Disbursing dollars to worthy causes has long been considered a job strictly for adults. But as communities become more diverse and corporations and other donors more mobile, grantmakers are looking for new ways to give more people a voice in improving their communities. And many see the enthusiasm of young people as a strong resource.

Under a special challenge grant from the Michigan-based W.K. Kellogg Foundation, more than 70 community foundations in this state have set up youth advisory committees (YACs) of 12-to 21-year olds. The young people, usually acting in small groups with an adult mentor, have voted to give away more than $2 million to local youth projects.

Programs run the gamut

The money has gone for everything from teen-pregnancy forums and violence-prevention efforts to family recreation programs.

Jene Rowe, a YAC member of the Grand Traverse Regional Community Foundation, says she and her colleagues have started a Saturday-night coffeehouse featuring poetry readings, music, and performances by local artists, including students. Using an existing youth center, she bought wood for the stage, persuaded local carpenters to cut it, and says that "kids galore" have volunteered to do the painting.

In the eight years since the project was first launched on a test basis, the number of community foundations in Michigan has more than doubled. By setting up a YAC and accepting the Kellogg challenge to raise $2 for every $1 received, each foundation is eligible for up to $1 million in a permanent youth endowment fund. So far Kellogg has given out $25 million for that purpose while the foundations have increased their own endowments for unrestricted giving by $50 million.

So sold is Michigan on the youths-as-grantmakers idea that the CMF and Kellogg cosponsored the first national conference on youth and philanthropy this summer. More than 800 people, three-fourths of them teens, met here last month to learn about other efforts and to persuade foundations elsewhere to consider the Michigan model.
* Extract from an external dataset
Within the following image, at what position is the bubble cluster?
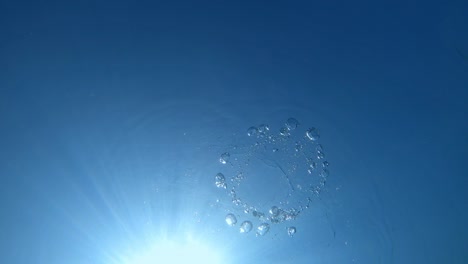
[215,118,329,236]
Michigan YAC members concede that giving away other people's money is enjoyable. "Believe me, if it wasn't fun, I wouldn't be doing it," says Jeffrey Holmes of Flint. Yet the teen donors also say the job is far more challenging than it sounds. They must first go back to their high schools to survey fellow students on priorities. They have to be trained, review myriad fund proposals, ask the tough questions of applicants, and decide why one proposal merits acceptance over another. They must write letters to those they turn down, giving reasons.

"The big thing we look for is how many volunteers they have and how much they want to do," explains Matthew Phillips, a YAC member of Michigan's Jackson Community Foundation. "Often we look for groups that haven't been given money before."

He and his colleagues must make the case for their grant decisions before an adult board. The MCF's Mrs. Dorothy Johnson says none of the grants have been challenged by an adult.